Although they seemed to have been in a significant decline by this point already on their own, they were believed to have been a victim of a meteor impact during Generation 123 that struck the border between Flisch Chaparral and the Flisch Temperate Woodland. This great affected the areas of the biomes that surrounded this area, which not only included the Ichthys, but also the nearby Flisch Savanna, Krakow Scrub, Flisch Temperate Rainforest, Flisch Marsh, Flisch River, Flisch Lakes, Ichthys Swamp, Flisch Beach, and King Beach. This killed all lifeforms over 1 meter in size, which included the Runanchor. This disaster also created the Ramul Crater.

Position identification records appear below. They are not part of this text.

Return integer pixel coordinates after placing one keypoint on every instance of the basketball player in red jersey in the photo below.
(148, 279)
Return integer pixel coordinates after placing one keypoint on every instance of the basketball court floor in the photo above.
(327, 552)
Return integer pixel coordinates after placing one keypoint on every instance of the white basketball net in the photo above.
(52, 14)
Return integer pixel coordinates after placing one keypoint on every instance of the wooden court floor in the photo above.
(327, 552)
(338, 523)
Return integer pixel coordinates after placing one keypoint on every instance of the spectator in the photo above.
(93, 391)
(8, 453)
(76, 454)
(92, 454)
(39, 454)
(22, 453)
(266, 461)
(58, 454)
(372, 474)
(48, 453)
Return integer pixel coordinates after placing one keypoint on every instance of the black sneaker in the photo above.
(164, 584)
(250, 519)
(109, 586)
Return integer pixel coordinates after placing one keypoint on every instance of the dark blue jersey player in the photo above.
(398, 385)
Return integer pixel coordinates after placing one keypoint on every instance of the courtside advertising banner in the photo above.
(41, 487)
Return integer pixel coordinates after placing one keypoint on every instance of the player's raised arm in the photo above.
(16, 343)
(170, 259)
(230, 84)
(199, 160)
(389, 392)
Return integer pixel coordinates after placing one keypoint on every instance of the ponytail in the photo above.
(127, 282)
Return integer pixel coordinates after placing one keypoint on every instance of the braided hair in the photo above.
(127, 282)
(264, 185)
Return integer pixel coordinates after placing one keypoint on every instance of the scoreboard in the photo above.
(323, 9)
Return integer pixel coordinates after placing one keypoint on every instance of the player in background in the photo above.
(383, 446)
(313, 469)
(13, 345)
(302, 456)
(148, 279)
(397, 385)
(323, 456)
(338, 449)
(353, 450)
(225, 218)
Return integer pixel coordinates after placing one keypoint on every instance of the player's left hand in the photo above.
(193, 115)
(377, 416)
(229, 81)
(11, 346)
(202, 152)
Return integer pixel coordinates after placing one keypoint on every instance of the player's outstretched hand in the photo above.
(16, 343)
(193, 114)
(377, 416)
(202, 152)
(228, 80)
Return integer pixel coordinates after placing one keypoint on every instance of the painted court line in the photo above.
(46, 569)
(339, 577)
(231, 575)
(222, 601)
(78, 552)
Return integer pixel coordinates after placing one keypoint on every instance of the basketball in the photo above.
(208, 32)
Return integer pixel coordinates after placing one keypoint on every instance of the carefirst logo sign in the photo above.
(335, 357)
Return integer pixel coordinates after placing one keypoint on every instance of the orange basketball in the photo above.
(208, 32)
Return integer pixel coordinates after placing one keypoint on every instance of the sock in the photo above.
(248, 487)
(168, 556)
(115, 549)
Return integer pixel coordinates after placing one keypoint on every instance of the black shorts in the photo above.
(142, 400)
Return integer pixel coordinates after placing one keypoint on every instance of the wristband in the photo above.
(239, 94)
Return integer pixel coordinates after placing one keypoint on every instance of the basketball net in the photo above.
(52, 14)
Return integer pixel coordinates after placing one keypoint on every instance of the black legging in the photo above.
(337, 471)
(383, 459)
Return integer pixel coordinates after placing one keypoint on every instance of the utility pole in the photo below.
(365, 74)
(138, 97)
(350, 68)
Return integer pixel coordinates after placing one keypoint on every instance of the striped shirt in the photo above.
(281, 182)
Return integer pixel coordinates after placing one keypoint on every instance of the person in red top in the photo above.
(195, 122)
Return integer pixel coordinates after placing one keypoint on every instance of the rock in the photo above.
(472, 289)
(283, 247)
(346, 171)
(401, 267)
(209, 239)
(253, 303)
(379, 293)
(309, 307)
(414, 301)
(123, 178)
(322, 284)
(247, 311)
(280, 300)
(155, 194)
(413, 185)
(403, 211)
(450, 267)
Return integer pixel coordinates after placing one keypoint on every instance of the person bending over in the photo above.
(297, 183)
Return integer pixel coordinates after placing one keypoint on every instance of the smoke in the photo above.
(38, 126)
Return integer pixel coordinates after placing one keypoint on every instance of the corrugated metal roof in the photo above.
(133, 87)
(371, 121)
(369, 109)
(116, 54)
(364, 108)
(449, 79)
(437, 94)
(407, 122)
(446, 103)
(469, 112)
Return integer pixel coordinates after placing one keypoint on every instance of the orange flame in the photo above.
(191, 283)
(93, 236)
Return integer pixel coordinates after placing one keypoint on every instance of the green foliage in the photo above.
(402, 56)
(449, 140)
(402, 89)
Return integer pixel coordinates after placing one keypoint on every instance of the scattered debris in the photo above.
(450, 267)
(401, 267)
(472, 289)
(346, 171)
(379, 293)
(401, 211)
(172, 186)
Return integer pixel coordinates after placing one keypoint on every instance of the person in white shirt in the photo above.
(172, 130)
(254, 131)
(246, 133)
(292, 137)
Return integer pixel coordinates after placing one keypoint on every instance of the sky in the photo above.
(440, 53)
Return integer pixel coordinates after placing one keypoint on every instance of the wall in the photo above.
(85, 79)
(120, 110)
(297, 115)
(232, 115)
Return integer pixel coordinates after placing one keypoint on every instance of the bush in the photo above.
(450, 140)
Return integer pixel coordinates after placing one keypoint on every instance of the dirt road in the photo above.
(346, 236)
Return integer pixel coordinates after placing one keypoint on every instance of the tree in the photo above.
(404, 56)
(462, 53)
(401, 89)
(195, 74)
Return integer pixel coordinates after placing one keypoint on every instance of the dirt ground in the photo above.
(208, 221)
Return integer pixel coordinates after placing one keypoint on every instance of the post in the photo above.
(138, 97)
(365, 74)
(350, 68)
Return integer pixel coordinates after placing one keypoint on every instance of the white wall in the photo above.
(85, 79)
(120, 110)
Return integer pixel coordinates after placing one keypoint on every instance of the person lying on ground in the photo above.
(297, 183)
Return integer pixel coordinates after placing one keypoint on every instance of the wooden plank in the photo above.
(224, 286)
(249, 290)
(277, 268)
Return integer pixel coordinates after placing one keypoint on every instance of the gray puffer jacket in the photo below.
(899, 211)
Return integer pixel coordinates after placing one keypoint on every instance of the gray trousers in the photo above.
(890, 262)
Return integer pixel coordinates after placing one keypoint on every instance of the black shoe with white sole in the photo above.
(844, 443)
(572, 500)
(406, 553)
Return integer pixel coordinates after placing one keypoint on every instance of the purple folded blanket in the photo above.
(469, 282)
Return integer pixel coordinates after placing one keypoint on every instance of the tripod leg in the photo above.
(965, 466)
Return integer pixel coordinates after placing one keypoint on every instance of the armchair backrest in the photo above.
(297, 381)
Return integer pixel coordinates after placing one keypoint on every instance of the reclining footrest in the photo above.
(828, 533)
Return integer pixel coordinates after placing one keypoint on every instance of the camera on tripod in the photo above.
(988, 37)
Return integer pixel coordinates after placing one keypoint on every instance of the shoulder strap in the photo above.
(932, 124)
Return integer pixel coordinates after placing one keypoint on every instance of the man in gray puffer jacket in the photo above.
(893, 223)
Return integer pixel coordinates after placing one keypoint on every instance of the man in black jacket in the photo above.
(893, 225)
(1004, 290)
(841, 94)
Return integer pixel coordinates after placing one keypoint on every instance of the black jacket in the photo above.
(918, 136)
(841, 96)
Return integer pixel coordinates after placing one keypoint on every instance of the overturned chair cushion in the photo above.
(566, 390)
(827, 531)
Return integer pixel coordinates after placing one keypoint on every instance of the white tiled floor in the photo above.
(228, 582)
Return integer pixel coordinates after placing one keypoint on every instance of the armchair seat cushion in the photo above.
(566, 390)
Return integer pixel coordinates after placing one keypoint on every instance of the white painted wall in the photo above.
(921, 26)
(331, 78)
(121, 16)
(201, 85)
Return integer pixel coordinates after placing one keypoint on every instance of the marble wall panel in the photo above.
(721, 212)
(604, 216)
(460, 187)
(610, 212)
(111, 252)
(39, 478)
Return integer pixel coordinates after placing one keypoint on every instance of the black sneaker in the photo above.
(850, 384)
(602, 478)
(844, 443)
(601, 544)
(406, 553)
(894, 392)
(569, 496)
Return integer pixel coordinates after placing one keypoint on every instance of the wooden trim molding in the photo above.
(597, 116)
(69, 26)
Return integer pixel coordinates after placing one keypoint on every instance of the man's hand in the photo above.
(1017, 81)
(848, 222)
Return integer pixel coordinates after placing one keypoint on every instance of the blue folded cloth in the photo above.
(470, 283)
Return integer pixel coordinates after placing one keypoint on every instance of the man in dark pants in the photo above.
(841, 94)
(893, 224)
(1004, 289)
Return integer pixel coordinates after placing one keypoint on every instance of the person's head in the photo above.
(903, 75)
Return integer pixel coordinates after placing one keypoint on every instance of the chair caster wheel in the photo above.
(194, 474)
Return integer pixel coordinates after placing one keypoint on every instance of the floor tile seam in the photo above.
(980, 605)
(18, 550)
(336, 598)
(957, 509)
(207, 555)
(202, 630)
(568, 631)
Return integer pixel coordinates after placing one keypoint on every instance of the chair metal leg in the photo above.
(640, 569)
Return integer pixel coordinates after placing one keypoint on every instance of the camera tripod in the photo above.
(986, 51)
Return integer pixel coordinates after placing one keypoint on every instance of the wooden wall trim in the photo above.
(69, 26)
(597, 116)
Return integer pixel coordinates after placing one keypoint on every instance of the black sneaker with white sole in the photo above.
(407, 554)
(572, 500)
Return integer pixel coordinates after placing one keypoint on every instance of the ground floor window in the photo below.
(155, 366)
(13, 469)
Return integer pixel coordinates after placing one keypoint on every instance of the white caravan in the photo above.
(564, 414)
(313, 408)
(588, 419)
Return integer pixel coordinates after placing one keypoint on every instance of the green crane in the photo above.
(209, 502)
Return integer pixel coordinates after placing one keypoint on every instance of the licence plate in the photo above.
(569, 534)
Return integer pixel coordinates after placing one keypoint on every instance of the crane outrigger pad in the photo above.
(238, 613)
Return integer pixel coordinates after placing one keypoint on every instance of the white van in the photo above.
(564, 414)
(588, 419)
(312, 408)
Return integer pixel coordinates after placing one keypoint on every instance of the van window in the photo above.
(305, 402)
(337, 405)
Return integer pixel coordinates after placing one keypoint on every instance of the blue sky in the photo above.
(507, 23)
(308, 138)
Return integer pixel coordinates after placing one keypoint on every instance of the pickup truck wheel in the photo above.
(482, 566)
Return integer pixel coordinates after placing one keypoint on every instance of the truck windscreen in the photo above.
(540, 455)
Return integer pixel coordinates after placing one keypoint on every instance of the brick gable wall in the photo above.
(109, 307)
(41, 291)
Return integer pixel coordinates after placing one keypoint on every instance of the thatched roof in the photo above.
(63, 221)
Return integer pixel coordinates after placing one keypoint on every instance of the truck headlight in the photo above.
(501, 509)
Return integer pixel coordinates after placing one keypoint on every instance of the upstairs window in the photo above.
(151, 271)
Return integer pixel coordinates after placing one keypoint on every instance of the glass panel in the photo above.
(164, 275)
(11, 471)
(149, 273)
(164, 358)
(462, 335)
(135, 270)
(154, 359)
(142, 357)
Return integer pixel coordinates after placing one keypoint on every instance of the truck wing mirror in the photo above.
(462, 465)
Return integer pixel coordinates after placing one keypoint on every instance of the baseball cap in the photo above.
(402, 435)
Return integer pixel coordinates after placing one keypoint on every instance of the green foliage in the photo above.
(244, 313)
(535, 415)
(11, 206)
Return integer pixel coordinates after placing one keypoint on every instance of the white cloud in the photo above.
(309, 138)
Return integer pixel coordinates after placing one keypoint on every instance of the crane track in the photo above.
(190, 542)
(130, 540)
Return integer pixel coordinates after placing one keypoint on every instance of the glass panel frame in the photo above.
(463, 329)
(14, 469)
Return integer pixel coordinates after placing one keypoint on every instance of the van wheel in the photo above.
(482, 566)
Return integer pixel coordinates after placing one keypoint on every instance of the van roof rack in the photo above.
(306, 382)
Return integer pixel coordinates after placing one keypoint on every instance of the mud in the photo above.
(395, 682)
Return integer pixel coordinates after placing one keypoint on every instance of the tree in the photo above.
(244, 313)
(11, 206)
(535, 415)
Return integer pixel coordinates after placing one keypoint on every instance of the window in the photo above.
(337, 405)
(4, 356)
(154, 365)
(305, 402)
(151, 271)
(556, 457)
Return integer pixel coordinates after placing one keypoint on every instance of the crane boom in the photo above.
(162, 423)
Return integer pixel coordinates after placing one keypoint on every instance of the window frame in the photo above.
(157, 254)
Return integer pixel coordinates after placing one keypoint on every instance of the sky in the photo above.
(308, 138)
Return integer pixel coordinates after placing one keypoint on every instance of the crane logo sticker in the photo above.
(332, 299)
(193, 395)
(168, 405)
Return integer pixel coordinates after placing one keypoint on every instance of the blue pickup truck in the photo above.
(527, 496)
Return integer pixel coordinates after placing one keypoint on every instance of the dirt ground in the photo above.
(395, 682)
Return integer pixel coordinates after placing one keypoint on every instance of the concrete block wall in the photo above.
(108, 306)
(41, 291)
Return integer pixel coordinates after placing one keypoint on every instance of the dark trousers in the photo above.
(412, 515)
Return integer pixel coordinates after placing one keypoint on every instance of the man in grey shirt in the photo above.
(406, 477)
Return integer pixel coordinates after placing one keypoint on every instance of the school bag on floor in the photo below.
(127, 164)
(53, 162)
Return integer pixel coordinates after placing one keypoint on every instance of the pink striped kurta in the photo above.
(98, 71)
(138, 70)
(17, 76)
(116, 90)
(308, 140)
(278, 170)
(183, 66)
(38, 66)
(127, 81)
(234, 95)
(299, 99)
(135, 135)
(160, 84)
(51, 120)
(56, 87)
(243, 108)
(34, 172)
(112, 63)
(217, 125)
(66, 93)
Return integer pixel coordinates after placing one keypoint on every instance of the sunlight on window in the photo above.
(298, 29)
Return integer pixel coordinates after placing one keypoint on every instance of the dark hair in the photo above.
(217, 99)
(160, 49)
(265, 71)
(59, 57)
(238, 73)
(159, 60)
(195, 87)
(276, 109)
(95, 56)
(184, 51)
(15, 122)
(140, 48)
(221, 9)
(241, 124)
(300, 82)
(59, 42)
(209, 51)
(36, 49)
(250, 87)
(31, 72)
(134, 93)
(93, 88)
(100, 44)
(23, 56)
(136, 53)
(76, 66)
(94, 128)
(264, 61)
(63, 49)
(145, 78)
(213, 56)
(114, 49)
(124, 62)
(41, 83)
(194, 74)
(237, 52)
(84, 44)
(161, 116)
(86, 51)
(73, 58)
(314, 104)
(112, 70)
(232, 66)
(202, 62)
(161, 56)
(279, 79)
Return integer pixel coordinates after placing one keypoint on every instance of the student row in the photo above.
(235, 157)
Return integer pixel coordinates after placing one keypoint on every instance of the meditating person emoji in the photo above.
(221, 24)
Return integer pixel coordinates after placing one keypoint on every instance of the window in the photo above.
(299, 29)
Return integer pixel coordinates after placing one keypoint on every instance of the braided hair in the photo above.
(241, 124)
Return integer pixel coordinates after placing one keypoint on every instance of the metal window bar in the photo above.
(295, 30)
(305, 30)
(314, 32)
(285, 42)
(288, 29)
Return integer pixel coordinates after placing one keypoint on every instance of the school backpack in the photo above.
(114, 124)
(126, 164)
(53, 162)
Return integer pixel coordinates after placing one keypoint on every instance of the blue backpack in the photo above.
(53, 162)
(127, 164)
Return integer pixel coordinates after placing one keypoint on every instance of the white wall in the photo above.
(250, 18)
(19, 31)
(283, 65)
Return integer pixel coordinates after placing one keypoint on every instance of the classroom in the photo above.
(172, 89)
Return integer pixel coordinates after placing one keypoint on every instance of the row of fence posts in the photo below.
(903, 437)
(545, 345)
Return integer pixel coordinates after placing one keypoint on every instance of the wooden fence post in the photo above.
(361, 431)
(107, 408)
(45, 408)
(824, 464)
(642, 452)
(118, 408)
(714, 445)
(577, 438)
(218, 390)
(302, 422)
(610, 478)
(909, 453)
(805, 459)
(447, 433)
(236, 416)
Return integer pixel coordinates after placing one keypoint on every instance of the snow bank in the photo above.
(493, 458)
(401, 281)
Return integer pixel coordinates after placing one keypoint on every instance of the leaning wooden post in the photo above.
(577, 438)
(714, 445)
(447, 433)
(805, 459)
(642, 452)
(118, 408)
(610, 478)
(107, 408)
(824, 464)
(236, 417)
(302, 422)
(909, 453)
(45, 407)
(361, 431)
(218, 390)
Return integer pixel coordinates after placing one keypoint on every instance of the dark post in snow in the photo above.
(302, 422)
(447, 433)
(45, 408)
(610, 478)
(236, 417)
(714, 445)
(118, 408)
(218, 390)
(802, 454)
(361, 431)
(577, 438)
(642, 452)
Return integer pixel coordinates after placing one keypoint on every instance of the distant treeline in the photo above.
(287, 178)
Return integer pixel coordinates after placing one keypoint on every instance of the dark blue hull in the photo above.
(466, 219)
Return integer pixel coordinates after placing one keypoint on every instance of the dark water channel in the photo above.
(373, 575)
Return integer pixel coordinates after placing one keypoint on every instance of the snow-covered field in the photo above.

The hermangrass has slowly crept into the waters of the Ichthys River, and has become the runanchor. Because of a lack of predators in these waters, the runanchor flourished and grew many times its original size.
Much of their form consists of a single, thick stalk which ends in the grass's large berry. Because of the heaviness of this object, the leaves have evolved into a wide lily pad-like shape to displace its weight and thereby keep afloat.
Rather than its ancestors' method of growing new gems on their leaves, the runanchor instead grows stolon, which end in a heavier gem than its predecessors. These "runners" are light enough to be significantly weighted down by the gems, forcing them into the riverbed. After about a week of physical contact with the bed, it takes root and begins to sprout another runanchor, still attached to the mother-plant. This can create small "forests" over time, much like Earth's alder trees or strawberries can do.